Jesus Died for This?: A Satirist’s Search for the Risen Christ
This book is hard to categorize. At first you might think it’s an American religion reporter’s travelogue, introducing readers to noteworthy historical sites, contemporary conferences, or outreach opportunities. Early chapters take us in 2007 from Becky Garrison’s home in New York City to Israel, England and Ireland, the Bahamas, and, most interestingly, Jordan; and later chapters to California and the Pacific Northwest. The chapters appear chronologically as they were written and (seemingly/probably) published in magazines or blogs. Garrison regularly contributes to Sojourners and has written for other magazines including The Wittenburg Door.
Every few pages, the text wraps around a complementary photo, often of a setting she has described or of an illustrative cartoon (not her own).
But there’s more. This is a spiritual journey of a satirist, someone who jabs at human and institutional foibles with wit that can be caustic, but, in its best forms, redemptive. Garrison writes from the vantage point of middle age. As the book progresses, the reader “hears” a more reasoned and seasoned voice, the voice of a woman who is listening more to the Spirit who speaks with a still voice. She starts looking for ways to draw believers together rather than sitting in separate rooms, and grows closer to Christ who draws us to His table.
This isn’t to say she has lost the “edge” of a satirist. There’s something here to offend most every Christian or Christian community. Garrison is opinionated and sometimes flip.

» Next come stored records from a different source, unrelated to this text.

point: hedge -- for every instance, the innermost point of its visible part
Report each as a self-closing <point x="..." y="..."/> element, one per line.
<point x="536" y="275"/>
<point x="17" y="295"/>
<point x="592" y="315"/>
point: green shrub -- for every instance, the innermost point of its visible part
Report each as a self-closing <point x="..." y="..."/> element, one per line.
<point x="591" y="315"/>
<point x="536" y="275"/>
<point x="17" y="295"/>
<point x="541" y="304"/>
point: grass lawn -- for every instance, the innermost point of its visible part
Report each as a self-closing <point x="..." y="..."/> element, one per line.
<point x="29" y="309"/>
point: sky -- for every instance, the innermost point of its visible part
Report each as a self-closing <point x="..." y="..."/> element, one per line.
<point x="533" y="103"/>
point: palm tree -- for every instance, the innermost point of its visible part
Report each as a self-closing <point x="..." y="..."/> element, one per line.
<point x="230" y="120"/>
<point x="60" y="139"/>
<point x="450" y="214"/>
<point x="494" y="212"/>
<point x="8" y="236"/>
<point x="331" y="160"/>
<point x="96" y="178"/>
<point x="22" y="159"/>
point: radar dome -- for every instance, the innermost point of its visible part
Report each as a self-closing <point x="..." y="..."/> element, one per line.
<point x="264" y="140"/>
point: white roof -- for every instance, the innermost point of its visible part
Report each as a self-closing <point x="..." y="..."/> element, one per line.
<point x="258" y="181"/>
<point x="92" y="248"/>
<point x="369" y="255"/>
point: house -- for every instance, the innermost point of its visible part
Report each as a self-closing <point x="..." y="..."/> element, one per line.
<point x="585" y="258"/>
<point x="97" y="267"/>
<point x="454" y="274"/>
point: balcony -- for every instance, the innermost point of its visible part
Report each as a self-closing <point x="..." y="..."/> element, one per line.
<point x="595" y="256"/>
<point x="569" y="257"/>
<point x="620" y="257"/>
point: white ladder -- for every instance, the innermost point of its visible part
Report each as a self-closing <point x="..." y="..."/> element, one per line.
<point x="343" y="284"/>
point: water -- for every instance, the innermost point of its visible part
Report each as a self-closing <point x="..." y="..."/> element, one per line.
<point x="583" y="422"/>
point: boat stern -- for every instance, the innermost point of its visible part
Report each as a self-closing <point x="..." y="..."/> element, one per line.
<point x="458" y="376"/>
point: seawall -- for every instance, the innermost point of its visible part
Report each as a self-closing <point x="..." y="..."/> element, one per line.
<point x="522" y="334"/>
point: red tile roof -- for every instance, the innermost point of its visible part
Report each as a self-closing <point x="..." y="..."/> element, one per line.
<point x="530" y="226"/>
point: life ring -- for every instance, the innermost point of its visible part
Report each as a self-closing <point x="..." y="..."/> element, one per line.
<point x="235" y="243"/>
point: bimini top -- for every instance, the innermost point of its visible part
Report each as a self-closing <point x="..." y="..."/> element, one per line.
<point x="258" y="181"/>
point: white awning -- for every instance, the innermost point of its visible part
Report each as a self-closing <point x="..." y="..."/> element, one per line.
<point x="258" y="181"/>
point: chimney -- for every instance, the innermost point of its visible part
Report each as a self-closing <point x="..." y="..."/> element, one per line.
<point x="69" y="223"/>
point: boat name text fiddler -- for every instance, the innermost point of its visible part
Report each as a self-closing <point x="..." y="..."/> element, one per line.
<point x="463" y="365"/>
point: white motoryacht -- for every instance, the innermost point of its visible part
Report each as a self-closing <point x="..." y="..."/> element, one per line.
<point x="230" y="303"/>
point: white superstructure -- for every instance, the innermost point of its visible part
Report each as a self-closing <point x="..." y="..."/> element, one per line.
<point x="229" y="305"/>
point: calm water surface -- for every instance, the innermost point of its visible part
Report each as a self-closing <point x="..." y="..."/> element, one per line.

One of the best chapters, titled “Rogue Relative,” gives a very personal historical perspective to freedom-of-religion issues. Garrison can trace branches of her ancestry to the Mayflower and, more interestingly, to Roger Williams; because of his liberty-of-conscious views, Massachusetts Governor John Winthrop banished Williams to “Rogue” or Rhode Island. Toward the end of the chapter, Garrison asks, “If Williams and Winthrop can shake hands at the end of the day, what prevents me from extending the hand of compassion and love toward those who drive me nutso? Here’s where Christ has to enter the picture because I can’t do this radical-love biz on my own.”
Much, not all, of her this-side-of-the-Atlantic “conversation” seems to be with or about influential people (primarily men, she points out) who are players in various contemporary models of the church. Pointedly illustrating this, one cartoon pokes fun at a gathering of “influential emerging church bloggers.” If you don’t know the contextual meaning of “emerging church,” “New Monasticism,” “postmodernity,” “emergence,” or “missional” (a word that’s not in dictionaries), you might not hold on to the end of this book. But if you are familiar with these terms and have any interest in discussions of their demerits or merits, JESUS DIED FOR THIS? is for you.
If you think this review is a little scattered, well, let me return to my opening sentence: the book is hard to categorize. It’s a collection of essays by a woman with a critical eye on the well-being of the Christian church. My introduction to her work is long overdue.